叡山電車八瀨の北五粁、愛宕郡大原村にあり、途中大原村役場まで自動車の便がある。

この地は叡山の北麓にあつて、昔は堂塔櫛比して天臺佛敎の一根據地であつたが、常時の古建築の今日遣つて居るのは三千院あるのみである。當院は貞觀年中僧承雲の開創、堀川天皇の頃から世々皇族相承の制となり、後醍醐天皇の朝には大塔宮も御入寺あり、明治維新の際には梨本宮も居らせられたことがある。

本堂[國寶] 往生極樂院と稱し、三閒四面、單層、入母屋造、杮葺、妻入の建築で、寬和元年の建立とされ居る。外部は向拜をはじめ槪ね後世のものに變つて居るが、內部は多く當初のまゝである。殊に天井は珍しい舟底形で、その板には二十五菩薩の彩畫が殘つて居る。須彌壇は甚だ低く、勾欄をめぐらし、螺鈿模樣が施されて居る。樣式は古いが壇そのものは近年作られたものである。

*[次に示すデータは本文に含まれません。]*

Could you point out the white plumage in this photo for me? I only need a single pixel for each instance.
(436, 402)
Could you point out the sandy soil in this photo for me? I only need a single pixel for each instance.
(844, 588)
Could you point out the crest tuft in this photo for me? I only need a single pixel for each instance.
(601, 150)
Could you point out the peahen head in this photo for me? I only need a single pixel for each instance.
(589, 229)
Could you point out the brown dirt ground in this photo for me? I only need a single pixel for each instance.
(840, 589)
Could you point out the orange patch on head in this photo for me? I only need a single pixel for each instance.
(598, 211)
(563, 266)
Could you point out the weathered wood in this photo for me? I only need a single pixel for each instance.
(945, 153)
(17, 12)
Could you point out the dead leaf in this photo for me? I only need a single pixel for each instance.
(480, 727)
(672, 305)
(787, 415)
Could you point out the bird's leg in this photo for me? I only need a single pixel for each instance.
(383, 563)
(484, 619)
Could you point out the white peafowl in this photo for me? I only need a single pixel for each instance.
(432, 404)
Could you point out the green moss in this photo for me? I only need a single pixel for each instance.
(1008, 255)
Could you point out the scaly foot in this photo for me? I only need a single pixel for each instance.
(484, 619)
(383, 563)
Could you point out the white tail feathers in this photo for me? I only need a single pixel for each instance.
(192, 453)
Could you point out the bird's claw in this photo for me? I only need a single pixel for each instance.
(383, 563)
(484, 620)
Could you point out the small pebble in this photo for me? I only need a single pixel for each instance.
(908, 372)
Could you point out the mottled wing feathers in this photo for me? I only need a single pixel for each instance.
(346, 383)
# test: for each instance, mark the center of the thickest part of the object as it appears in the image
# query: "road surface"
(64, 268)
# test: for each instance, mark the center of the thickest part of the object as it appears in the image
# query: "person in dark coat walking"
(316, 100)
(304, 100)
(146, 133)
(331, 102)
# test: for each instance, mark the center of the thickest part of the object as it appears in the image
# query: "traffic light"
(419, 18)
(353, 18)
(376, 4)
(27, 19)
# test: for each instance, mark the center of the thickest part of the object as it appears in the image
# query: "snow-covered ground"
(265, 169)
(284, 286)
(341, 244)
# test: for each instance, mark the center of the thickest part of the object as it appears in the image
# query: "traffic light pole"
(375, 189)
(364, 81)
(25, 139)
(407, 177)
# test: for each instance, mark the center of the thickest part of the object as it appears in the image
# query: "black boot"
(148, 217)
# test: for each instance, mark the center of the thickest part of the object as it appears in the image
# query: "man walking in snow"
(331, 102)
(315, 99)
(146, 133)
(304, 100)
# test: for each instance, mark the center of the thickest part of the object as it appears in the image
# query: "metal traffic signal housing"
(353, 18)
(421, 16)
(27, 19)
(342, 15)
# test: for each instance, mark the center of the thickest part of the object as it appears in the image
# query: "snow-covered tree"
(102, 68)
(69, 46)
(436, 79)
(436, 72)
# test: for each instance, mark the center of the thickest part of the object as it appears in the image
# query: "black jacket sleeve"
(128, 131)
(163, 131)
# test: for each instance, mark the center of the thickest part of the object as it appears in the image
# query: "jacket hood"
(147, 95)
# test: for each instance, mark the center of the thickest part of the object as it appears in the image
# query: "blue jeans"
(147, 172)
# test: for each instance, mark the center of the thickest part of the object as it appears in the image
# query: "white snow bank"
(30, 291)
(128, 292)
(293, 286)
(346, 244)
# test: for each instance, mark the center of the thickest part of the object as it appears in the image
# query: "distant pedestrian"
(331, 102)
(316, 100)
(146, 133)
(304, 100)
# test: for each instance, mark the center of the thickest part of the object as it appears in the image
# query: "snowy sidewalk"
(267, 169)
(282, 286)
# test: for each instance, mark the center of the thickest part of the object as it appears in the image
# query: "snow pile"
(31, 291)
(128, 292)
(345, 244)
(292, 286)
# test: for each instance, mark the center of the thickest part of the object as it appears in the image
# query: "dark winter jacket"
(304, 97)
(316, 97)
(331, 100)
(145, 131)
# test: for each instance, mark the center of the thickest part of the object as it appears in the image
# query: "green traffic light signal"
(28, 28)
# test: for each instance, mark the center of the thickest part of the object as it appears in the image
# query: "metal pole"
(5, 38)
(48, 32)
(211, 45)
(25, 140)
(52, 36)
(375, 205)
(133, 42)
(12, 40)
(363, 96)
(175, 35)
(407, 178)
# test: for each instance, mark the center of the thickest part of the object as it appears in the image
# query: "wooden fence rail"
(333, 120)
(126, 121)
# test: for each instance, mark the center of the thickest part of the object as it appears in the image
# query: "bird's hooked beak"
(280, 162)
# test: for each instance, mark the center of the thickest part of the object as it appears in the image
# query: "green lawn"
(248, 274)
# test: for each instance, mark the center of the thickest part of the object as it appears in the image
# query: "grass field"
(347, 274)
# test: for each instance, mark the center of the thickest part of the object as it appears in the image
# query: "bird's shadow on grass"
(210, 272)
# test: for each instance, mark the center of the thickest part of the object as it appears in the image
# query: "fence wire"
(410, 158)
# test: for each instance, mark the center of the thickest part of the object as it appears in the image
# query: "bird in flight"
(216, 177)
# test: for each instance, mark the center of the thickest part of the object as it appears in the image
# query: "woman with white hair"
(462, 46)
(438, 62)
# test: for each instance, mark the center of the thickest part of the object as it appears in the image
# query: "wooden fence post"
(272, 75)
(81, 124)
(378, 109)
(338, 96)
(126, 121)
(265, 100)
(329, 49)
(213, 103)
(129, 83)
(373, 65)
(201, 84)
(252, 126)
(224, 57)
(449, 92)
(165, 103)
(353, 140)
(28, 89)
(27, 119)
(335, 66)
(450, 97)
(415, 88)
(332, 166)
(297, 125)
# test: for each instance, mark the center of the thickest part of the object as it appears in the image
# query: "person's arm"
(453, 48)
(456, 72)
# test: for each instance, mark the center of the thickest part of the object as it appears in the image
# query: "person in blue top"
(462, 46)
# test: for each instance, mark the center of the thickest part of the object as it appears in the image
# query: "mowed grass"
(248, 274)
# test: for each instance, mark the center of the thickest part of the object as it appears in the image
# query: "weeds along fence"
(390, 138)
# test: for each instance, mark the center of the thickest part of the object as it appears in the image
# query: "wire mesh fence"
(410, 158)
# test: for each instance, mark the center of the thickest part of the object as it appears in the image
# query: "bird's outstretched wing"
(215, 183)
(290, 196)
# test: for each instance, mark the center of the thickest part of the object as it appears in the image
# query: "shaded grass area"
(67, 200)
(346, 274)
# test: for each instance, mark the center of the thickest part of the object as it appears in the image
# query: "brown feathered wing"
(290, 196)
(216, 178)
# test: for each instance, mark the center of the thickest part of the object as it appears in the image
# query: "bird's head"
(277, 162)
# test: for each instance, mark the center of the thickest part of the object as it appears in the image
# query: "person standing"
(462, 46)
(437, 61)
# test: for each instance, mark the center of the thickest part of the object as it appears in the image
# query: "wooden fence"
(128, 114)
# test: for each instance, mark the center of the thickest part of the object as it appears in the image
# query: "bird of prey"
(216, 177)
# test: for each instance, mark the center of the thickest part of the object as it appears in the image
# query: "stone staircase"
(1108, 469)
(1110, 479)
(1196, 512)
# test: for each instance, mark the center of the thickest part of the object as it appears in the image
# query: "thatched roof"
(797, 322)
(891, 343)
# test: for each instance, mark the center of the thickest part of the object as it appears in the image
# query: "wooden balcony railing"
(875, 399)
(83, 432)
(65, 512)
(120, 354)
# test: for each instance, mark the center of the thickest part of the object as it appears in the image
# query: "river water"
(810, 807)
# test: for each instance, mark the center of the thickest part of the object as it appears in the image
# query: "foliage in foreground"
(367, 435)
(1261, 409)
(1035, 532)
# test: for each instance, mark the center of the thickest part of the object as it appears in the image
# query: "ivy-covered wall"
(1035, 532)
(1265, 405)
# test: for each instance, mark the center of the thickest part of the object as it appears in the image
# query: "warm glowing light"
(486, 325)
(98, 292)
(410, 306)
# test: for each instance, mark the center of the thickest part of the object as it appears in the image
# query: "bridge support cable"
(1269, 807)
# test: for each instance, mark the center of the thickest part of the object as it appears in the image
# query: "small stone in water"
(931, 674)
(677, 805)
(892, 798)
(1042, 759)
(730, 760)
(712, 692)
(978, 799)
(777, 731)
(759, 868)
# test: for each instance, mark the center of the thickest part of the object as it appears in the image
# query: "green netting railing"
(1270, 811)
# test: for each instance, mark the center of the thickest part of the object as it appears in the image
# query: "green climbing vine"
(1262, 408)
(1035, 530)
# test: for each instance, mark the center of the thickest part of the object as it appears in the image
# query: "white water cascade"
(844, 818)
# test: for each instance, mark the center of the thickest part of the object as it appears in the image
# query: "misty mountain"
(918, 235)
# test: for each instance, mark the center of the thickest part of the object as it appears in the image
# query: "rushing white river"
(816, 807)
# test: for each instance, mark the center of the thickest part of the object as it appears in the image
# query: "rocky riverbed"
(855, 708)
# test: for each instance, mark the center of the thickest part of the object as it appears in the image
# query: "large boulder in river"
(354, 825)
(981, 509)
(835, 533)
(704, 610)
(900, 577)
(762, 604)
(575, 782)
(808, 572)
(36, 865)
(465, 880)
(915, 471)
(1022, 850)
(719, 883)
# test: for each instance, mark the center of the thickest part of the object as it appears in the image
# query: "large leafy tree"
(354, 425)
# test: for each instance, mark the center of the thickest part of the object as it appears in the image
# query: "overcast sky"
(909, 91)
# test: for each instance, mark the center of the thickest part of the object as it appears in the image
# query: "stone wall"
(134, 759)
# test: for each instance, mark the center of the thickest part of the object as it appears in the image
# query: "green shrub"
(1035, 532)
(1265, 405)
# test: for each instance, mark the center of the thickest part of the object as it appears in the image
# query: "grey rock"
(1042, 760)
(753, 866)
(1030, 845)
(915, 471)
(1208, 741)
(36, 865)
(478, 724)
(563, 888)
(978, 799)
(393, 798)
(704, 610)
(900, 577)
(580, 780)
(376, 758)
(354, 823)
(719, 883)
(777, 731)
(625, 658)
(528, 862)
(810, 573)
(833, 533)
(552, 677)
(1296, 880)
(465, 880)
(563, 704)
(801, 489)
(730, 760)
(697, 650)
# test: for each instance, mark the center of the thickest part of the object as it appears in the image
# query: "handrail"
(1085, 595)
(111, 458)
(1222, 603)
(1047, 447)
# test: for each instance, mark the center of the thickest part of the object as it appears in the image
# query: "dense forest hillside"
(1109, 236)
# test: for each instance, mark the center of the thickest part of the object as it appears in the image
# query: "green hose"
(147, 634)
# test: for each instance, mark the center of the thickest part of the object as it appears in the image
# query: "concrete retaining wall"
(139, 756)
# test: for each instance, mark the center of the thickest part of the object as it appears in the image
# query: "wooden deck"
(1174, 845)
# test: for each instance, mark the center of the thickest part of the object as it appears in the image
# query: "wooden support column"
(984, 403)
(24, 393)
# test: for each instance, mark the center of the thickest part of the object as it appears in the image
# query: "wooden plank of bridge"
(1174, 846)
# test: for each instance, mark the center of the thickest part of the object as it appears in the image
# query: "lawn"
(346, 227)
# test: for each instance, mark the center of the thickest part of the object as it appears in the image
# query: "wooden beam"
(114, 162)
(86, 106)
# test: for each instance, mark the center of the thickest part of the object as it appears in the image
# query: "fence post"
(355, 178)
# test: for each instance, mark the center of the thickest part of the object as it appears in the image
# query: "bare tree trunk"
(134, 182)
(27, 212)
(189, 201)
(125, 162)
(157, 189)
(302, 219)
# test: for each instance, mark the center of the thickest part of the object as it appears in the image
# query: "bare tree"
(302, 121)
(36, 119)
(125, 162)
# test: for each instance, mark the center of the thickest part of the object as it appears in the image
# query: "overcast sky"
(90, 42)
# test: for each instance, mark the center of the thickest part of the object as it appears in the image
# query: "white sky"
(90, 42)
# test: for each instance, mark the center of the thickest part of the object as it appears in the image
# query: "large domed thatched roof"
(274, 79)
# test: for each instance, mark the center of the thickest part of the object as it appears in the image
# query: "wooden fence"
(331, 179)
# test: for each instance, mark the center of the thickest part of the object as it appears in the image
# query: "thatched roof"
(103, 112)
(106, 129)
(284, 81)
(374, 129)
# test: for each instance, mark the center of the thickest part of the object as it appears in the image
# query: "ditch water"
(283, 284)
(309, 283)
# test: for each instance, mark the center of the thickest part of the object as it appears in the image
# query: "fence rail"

阿彌陀三尊坐像[國寶] 本堂に安置されて居る。本尊の前に相竝んで坐つて居るのは觀音勢至二菩薩の像である。觀音は兩手に紫金の蓮臺を捧げ、勢至は合掌をなし、ともに日本式の正座をした形相である。二菩薩の後に控へた本尊阿彌陀佛は上品下生の手相を示しつつ趺坐して居る。かくて組合はされた三尊一座の形相は藤原時代盛に信仰された彌陀の來迎を現はしたものである。その樣式は豐滿な肉取りに一種優麗な極致を存し、よく藤原時代の特徵を示し、彫刻として來迎形の最古の遺品たるを失はない。

尙書院には慈覺大師の作と傳ふる國寶の不動明王立像(木造)がある。